Os participantes são testados semanalmente em provas e eliminações, com discussões sem meio de fuga, humilhação e vergonha com os “monstros da semana”, alimentação restrita e festas regadas a álcool.
É fácil perceber que o programa é um reflexo da sociedade. Mas as propostas do BBB21 levam essas relações a níveis extremos do contato pessoal. No mundo real, se você comete algum erro ou está descontente com uma pessoa, dificilmente você irá se manter perto dela. Mais difícil ainda é você ser julgado pelo país todo por conta de uma atitude errada A amplificação das situações cotidianas consegue somente criar o caos.
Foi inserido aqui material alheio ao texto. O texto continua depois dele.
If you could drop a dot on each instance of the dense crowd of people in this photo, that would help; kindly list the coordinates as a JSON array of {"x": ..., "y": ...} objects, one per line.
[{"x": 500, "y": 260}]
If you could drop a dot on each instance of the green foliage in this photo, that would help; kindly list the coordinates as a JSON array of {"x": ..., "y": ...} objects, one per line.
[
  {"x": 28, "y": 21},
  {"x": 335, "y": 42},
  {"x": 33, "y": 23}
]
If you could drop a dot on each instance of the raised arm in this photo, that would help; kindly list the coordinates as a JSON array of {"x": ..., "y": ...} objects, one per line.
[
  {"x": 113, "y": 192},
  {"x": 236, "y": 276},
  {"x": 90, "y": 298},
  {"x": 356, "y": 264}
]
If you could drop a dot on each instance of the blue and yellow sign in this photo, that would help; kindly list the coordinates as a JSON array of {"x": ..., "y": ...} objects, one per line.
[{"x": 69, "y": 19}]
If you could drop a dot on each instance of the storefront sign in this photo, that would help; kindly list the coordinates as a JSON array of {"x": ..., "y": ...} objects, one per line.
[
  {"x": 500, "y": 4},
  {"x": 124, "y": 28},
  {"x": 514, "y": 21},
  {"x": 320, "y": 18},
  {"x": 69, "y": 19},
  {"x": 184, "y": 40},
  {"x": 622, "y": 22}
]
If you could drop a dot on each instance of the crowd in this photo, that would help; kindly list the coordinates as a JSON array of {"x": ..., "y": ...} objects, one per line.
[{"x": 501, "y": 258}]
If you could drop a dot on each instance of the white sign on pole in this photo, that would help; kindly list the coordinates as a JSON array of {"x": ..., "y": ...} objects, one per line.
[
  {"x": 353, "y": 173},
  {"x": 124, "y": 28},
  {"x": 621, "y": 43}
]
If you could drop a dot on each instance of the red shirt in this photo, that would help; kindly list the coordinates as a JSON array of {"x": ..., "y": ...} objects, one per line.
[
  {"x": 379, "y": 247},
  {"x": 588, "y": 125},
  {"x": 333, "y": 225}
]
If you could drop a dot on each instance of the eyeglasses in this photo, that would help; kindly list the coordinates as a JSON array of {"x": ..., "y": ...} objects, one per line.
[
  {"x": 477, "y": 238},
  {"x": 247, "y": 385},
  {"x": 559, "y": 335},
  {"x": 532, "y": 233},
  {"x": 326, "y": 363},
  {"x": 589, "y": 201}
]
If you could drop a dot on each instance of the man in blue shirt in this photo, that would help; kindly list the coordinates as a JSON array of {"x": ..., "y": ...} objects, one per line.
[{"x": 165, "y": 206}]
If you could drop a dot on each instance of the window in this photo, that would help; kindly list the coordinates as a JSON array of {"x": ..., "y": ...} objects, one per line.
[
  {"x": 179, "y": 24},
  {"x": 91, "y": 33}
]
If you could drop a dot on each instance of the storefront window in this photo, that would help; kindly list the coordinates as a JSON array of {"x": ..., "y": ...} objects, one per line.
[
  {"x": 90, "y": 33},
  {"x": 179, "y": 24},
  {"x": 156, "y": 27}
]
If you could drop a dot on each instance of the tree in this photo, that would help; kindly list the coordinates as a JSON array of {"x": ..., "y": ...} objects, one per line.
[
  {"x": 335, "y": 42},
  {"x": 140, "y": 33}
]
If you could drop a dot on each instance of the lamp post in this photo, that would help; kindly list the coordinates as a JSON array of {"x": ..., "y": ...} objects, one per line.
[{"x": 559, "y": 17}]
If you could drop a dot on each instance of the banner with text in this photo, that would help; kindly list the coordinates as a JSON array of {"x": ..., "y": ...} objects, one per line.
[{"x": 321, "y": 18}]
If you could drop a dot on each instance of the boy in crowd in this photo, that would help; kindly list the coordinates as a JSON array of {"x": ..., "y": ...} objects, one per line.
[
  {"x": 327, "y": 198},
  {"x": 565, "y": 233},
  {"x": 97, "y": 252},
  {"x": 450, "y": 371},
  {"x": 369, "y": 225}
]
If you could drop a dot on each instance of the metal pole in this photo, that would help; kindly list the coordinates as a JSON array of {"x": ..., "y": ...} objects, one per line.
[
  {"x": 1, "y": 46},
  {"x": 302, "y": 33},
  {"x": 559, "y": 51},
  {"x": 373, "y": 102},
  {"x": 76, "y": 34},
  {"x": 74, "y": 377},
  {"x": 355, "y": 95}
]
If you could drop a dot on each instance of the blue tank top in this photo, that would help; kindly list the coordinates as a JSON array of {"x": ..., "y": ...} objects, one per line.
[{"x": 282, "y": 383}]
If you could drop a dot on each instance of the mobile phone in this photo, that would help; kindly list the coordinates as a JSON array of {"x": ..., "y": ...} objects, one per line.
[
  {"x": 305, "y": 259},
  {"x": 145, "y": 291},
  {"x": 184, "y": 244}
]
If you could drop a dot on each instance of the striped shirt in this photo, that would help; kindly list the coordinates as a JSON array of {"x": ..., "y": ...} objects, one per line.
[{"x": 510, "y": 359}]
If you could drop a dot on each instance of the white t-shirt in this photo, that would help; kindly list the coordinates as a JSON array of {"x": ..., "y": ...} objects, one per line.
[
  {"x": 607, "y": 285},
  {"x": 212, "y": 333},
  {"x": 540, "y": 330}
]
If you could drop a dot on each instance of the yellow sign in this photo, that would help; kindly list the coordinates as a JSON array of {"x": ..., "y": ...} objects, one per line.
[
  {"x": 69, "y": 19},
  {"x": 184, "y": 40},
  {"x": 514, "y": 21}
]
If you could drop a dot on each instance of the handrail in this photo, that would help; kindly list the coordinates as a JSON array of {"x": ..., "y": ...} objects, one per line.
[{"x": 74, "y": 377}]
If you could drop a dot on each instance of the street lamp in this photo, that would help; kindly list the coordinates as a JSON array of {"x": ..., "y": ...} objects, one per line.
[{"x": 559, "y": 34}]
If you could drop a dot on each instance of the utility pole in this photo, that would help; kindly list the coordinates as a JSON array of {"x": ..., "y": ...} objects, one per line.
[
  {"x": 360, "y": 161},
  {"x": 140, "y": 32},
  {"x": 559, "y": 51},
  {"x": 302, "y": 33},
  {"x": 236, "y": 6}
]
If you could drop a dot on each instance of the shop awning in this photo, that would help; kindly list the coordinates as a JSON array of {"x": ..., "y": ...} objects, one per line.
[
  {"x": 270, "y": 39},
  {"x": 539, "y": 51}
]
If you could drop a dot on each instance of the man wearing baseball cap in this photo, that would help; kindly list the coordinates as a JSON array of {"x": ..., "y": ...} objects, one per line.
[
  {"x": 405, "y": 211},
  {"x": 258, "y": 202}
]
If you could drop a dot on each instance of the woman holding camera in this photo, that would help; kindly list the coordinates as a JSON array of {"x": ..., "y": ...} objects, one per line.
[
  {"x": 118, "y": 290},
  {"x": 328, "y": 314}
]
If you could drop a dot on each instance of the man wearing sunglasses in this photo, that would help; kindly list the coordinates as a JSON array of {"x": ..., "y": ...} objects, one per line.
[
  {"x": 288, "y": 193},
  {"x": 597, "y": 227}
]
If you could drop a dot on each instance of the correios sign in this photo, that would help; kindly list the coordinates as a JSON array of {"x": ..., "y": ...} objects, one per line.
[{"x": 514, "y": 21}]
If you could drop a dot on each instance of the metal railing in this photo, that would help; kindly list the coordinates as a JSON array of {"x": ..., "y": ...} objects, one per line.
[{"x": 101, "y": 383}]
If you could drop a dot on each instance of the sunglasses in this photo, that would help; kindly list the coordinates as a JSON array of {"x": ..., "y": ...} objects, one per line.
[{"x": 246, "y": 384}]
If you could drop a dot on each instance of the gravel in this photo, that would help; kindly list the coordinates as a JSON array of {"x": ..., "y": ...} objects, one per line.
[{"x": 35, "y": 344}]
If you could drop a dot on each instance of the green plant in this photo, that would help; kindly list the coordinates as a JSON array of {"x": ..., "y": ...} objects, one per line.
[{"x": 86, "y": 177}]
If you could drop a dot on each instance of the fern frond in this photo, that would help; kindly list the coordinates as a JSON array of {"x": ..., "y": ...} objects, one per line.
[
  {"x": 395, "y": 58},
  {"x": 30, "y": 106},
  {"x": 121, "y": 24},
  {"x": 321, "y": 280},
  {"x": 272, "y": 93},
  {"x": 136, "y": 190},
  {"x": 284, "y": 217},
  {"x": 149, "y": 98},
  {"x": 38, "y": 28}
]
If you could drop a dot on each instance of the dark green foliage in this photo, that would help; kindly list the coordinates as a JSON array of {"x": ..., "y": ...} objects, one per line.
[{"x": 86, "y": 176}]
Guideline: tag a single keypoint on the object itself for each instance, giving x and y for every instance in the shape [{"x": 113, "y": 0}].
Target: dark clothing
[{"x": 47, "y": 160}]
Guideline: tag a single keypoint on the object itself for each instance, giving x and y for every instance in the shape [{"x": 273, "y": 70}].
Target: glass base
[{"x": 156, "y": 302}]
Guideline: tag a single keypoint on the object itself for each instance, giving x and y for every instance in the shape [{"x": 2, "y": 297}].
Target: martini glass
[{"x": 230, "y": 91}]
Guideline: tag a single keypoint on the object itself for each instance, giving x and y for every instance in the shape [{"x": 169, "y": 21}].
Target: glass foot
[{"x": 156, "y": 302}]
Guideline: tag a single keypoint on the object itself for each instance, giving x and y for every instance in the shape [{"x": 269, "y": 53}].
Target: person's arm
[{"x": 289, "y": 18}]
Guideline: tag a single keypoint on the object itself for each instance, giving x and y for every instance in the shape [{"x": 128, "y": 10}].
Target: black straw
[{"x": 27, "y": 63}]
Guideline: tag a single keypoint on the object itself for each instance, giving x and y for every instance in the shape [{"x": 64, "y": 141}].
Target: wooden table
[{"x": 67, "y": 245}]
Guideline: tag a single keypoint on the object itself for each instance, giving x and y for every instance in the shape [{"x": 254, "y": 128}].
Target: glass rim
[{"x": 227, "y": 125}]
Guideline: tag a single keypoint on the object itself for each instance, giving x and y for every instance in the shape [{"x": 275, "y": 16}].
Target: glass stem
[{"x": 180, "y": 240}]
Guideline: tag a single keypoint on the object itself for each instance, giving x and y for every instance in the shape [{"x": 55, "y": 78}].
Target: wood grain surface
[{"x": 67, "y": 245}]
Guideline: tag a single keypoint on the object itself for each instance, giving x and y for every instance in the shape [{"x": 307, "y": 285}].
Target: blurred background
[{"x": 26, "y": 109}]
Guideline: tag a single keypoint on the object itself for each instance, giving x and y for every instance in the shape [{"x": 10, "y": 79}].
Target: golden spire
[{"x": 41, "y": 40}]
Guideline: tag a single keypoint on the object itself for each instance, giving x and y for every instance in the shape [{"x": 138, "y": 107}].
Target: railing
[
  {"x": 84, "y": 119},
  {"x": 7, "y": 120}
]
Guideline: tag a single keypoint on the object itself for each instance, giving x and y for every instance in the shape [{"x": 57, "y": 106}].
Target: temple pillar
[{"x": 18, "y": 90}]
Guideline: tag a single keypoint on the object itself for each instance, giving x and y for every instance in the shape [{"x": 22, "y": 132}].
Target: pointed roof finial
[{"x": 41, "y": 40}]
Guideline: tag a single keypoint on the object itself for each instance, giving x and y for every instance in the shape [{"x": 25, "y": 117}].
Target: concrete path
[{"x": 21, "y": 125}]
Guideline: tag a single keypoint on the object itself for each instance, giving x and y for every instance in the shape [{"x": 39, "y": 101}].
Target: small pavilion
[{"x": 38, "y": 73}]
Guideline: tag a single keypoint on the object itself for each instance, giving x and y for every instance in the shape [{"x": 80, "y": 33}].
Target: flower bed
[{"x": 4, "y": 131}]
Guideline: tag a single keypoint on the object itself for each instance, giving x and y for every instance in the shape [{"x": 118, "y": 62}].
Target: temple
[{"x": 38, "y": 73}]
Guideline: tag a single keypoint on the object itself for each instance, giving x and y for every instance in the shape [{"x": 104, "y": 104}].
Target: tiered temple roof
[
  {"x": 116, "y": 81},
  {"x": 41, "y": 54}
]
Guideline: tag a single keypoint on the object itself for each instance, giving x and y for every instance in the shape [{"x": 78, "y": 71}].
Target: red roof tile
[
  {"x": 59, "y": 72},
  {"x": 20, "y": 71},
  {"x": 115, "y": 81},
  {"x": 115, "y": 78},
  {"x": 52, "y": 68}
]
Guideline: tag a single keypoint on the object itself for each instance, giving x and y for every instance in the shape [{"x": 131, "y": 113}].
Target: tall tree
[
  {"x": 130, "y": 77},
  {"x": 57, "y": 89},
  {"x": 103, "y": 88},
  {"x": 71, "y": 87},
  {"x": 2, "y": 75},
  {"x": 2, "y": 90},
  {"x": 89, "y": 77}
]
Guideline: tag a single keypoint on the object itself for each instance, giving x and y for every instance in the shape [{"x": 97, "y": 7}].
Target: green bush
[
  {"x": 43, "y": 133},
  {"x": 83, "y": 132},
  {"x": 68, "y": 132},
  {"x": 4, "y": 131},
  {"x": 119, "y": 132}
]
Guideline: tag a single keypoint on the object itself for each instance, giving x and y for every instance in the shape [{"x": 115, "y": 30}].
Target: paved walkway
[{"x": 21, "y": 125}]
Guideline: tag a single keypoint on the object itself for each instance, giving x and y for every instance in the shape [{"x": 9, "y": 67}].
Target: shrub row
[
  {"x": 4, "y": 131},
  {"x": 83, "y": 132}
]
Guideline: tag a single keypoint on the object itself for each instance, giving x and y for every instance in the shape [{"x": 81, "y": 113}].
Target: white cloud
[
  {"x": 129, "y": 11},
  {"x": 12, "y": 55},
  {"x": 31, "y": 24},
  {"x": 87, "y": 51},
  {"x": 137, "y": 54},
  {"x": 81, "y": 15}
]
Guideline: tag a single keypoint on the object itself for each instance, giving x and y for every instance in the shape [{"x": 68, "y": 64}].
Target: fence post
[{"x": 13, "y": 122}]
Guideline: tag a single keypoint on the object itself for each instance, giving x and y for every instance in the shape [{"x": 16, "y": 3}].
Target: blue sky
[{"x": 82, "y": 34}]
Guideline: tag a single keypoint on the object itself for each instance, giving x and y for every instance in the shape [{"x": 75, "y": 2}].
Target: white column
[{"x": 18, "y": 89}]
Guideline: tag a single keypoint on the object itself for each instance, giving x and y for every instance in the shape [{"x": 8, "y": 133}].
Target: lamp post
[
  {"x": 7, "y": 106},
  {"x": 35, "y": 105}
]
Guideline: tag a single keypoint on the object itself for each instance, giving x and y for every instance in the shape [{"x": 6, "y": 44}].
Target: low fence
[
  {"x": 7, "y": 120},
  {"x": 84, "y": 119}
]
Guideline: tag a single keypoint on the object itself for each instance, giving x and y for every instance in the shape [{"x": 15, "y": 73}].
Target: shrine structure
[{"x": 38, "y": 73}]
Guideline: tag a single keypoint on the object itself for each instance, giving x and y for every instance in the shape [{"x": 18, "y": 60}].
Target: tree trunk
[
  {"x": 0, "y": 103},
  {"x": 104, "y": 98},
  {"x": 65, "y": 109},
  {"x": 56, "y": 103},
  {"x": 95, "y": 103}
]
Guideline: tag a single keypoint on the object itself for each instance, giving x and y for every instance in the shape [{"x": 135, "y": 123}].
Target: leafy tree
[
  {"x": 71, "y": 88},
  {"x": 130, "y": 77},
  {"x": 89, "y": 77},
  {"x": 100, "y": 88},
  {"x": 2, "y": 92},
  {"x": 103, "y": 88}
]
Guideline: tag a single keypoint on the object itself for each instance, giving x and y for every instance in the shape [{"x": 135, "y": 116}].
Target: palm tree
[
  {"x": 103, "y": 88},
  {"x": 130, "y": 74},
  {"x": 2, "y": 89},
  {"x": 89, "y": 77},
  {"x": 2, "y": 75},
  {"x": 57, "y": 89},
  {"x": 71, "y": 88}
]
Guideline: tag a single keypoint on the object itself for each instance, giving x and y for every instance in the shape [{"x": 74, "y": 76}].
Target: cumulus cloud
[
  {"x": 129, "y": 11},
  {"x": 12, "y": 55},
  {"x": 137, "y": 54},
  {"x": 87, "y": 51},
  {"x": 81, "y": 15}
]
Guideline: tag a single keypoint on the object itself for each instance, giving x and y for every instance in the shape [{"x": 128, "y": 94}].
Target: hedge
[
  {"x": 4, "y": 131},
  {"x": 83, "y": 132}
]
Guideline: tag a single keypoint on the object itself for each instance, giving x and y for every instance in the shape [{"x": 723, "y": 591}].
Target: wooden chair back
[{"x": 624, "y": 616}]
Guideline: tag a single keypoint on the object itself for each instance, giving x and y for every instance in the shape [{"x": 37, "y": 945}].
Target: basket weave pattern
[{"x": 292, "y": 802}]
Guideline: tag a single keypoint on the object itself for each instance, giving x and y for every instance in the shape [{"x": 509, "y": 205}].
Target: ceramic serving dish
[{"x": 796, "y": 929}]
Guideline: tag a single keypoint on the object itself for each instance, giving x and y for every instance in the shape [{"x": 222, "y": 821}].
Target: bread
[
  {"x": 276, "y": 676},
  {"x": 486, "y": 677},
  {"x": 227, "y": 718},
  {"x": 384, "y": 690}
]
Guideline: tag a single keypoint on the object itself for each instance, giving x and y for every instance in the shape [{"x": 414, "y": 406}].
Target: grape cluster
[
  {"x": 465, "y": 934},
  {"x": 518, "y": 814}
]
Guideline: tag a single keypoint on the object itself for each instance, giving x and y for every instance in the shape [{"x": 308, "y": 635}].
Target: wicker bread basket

O sofrimento é a arma do negócio
Já dizia George Orwell no próprio 1984: Poder é infligir dor e humilhação. Poder é estraçalhar a mente humana e depois juntar outra vez os pedaços, dando-lhes a forma que você quiser.
A frase impactante espelha perfeitamente o resultado desses programas. Os participantes entram com medo de se mostrarem e serem julgados por suas atitudes e personalidades, e, quando se abrem para o jogo diante de várias câmeras e telespectadores, entregam na mão do público a aprovação social em troca de dinheiro e um pouco mais de fama.
Os reality shows projetam no público a oportunidade de afligir e julgar o outro sem risco de contradições. Afinal, o participante entrou ali para ser observado, não é mesmo?
Esse elemento de sofrimento é a grande justificativa para o sucesso do programa. De acordo com Lia, o livro Rituais de sofrimento, da professora Silvia Viana, explora este aspecto com muitos detalhes.
A cientista ainda comenta que o tema sofrimento é amplo, “Eu associaria a ideia de sofrimento ao tema mais amplo da servidão voluntária. Sabemos que tem gente sofrendo naquele jogo; estamos, como trabalhadores, sofrendo situações semelhantes em muitas ocasiões sem a atenção, o glamour e a possibilidade de prêmio no final; e em nosso tempo livre “escolhemos” ver o sofrimento do programa”.
A identificação inconsciente do público com os participantes é a receita de sucesso para o programa. Os reflexos sociais estão presentes na casa e, se olharmos bem, podemos ver cada movimento social que se propaga aqui fora lá dentro.
Por termos a liberdade de eliminar e escolher quem fica, a sensação de poder é tão grande que nos impede de perceber como tudo o que ocorre em um programa desse porte é um espelho do que vivenciamos aqui fora.
O olhar de crítica é amplificado com as redes sociais, e é possível enxergar pontos positivos com esse formato televisivo. Mas de que adianta visualizarmos erros e condutas impróprias e punir o participante com a eliminação se o olhar crítico não se volta para nós mesmos?
Como seria se, diariamente, fossemos acompanhados por câmeras, colocados em situações semelhantes e abertos a julgamentos?
Você estaria disposto a atirar a primeira pedra por 1,5 milhões de reais?